En asunto de tradiciones, mandan los sentimientos que son ciegos y, a veces, matan... animales, pero no solo. En la obra teatral Sócrates, juicio y muerte de un ciudadano, tan convincentemente interpretada por Josep Maria Pou, vemos que se acusa y condena a este ciudadano ejemplar por enseñar a los jóvenes «a no creer en los dioses en los que cree la ciudad». Los dioses en cuestión eran los valores establecidos, encarnados por los notables de la ciudad -políticos, ricos y poetas-, y con los que Atenas habían construido su prestigio. Le costó la vida. La tradición ha sido un valor sagrado que ha traído de cabeza a las mentes más lúcidas de Occidente. Dominaba la idea de que la verdad está en lo más original, en los principios, por eso se pensaba que los antiguos habitaban más cerca de los dioses que los que vinieron después. Los valores o las virtudes consistían pues en respetar las costumbres vigentes. Por algo la palabra ética significa costumbre.

Pero la vida es cambio. Y tan cierto como que lo original es un grado, es la experiencia de que a la infancia sigue la madurez. El conflicto entre los que querían el cambio y defendían lo heredado, era inevitable. Esto es lógico. Lo sorprendente es que hayamos tenido que expresar ese choque en términos trágicos. La humanidad inventó la tragedia para expresar la dureza de ese conflicto. La obra de Sófocles Antígona plantea un conflicto entre la costumbre (la ley) que  prohíbe enterrar a los traidores y su conciencia que le pide enterrar piadosamente a su hermano Polinices. Por seguir su conciencia murió en nombre de la tradición.

Ese conflicto trágico se reproduce en la vida social y política constantemente aunque sin el rigor agónico de las tragedias griegas. La prueba de que no es fácil dejar atrás las tradiciones es que aún hoy siguen alimentando los sentimientos identitarios. Les pasa a los de Tordesillas y a los de cualquier lugar del mundo. Pero también es indiscutible que las tradiciones se mueven. Mueren unas y aparecen otras. Y no todas valen lo mismo. Las que se han ido desmoronando por pérdida de legitimidad son las que avalan o fomentan el sufrimiento de los demás.

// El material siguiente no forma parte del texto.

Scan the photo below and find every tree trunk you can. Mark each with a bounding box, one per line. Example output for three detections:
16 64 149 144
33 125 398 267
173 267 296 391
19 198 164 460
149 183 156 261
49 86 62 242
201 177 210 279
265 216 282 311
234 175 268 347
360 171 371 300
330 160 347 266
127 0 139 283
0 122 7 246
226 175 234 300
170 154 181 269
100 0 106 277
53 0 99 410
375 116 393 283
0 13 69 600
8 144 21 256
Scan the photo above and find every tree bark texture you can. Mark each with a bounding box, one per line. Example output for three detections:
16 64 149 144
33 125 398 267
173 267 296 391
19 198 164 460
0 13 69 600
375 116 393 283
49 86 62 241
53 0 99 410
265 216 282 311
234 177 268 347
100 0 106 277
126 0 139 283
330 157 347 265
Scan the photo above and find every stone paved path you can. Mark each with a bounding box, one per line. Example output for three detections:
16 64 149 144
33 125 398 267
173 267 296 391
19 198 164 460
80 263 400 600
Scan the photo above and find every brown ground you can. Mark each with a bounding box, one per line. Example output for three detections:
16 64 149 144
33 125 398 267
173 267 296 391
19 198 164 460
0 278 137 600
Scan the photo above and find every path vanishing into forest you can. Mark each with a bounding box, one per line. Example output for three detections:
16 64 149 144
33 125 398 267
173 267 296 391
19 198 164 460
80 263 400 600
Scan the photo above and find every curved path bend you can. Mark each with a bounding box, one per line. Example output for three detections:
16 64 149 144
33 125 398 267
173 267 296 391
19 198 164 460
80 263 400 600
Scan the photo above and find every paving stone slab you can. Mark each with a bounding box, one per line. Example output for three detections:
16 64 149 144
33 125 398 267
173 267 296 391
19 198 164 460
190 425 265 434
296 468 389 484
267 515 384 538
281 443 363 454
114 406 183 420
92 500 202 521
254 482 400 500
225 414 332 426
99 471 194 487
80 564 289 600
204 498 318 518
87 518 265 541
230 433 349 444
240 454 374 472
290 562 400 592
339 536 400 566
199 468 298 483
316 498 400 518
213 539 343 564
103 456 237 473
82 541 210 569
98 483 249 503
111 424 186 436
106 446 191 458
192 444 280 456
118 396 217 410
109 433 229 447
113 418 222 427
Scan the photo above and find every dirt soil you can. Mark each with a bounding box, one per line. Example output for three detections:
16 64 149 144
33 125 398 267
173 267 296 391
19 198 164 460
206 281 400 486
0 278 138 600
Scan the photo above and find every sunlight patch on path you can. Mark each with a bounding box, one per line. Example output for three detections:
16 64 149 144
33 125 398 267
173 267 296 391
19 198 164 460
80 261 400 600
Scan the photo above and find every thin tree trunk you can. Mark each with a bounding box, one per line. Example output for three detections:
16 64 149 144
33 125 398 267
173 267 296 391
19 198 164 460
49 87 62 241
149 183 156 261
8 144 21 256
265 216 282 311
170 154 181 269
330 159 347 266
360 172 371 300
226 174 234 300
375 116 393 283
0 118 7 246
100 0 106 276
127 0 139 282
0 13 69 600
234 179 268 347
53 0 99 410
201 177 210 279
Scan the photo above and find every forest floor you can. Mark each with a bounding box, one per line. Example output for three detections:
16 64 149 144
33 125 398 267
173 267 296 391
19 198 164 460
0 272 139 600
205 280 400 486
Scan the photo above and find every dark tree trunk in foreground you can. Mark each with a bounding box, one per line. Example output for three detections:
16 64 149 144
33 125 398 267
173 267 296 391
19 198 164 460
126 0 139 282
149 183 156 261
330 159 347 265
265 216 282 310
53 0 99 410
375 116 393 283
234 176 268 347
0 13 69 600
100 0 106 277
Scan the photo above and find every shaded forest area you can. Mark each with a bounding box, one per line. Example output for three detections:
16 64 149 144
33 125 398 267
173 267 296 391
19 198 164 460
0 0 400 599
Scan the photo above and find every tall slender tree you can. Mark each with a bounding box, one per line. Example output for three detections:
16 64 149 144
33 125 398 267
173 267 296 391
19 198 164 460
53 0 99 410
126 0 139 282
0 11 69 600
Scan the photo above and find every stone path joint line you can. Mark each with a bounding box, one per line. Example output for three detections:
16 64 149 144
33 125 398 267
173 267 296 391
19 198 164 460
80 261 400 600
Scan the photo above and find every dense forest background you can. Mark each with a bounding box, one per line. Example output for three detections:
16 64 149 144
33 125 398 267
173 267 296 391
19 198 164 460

Había en España fiestas tradicionales de moros y cristianos que suponían una clara humillación a la memoria de los judíos y moriscos expulsados. Han ido desapareciendo y las que siguen están  a merced del grado de sensibilidad social reinante. Tradiciones como la ablación del clítoris ya son catalogadas como delitos. Bueno, pues la sensibilización ante el sufrimiento alcanza también a los animales. Y conviene aclarar que lo que está en juego no es solo el sufrimiento del animal, sino la humanidad de los humanos que se lo causan. Los animales sufren y por eso vamos dando pasos en el sentido de abandonar prácticas humanas que produzcan sufrimiento innecesario. Pero no solo por el bien de los animales. La imagen del arriero dando palos a un jumento sobrecargado ya no hace gracia a nadie.

En Tordesillas, y en los demás pueblos de esa comarca castellana, ya no se tolera lo que hasta hace pocos años era algo tan habitual como que vecinos apostados tras las talanqueras apalearan con varas y porras a los toros del encierro. Hoy se les abuchea. Soportamos cada vez menos el maltrato animal porque hemos descubierto que hay una relación entre la violencia contra cosas y animales, y la violencia contra seres humanos. Parte de la pedagogía contra la violencia machista, por ejemplo, pasa por descubrir lo que hay  de violencia antihumana en el maltrato animal. Lo uno predispone a lo otro,

Y  quienes de niños acudíamos al Toro de la Vega tenemos que reconocer ahora que lo que allí ocurre no tiene ninguna grandeza estética. El hombre no expone nada (y hace bien), pero por eso la muerte del animal más parece el ensañamiento de unos mozos excitados por el miedo ante un toro acorralado. El Toro de la Vega del Duero está muerto aunque sus enterradores no se hayan enterado.